3 Characteristics Every Employee Wants in Their Leader

To turn an employee into a life-long follower, leaders need to demonstrate genuine care, effective communication, and consistency in their actions.

3 Characteristics Every Employee Wants in Their Leader

Construction leaders must possess a variety of attributes, characteristics, and qualities to earn the respect and loyalty of their employees. However, for an employee to become—and remain—a life-long follower, it’s wise for their leaders to develop and refine these three characteristics above all others: genuine caring, effective communication, and consistency.

Leaders Must Genuinely Care

All employees want their leaders to show they care about them as people—their wellbeing, their family, and their interests. Making a personal connection with each individual goes a long way.

Employees also want their leaders to show interest in their ideas, opinions, and future. Do they care enough to invest in their professional development while providing ways to advance their careers?

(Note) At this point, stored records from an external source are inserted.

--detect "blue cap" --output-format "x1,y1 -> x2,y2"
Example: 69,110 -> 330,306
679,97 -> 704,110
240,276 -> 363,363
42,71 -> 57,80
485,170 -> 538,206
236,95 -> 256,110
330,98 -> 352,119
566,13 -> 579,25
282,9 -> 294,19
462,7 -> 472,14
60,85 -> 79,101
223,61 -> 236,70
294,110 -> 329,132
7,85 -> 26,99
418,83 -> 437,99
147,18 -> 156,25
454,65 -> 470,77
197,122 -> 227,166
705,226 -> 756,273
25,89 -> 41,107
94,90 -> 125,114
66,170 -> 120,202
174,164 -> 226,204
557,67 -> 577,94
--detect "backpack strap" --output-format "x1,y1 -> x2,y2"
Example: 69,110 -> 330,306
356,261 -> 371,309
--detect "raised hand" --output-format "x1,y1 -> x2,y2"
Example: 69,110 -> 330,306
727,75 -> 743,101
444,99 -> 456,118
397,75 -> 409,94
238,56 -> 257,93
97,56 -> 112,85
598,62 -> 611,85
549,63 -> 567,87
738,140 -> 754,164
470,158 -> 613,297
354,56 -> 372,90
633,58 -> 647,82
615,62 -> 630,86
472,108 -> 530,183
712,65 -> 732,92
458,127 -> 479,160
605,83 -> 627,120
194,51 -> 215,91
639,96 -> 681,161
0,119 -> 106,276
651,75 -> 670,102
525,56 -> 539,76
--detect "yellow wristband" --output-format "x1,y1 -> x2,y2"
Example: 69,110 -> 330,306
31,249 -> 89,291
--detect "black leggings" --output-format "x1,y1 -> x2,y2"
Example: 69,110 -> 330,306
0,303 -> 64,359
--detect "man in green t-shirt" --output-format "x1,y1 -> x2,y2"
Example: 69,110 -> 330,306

In construction, employees especially want to know their leaders care about their safety. Do they provide high-quality PPE and the right tools to do their jobs—whether in the field or in the office?

All employees desire to be treated with dignity and respect and to work in a positive environment. To make that happen, the formula is simple: listen more, think more and act more.

With busy schedules in a fast-paced industry, construction leaders can’t take their employees for granted or become complacent in their acts of consideration. It’s essential for them to intentionally show they care. If they don’t, why should their employees care about them?

Leaders Must Be Effective Communicators

When little or no communication from leaders prevails, a negative outcome follows. Whether it’s chaos, conflict, anger, confusion, mistrust, waste or something else, leaders in the construction industry cannot afford any of these. The risks of dealing with injury, inaction, wrong action, financial loss or employee turnover are simply too high. Ineffective communication occurs in a department and between departments, setting up costly problems that can take years to overcome.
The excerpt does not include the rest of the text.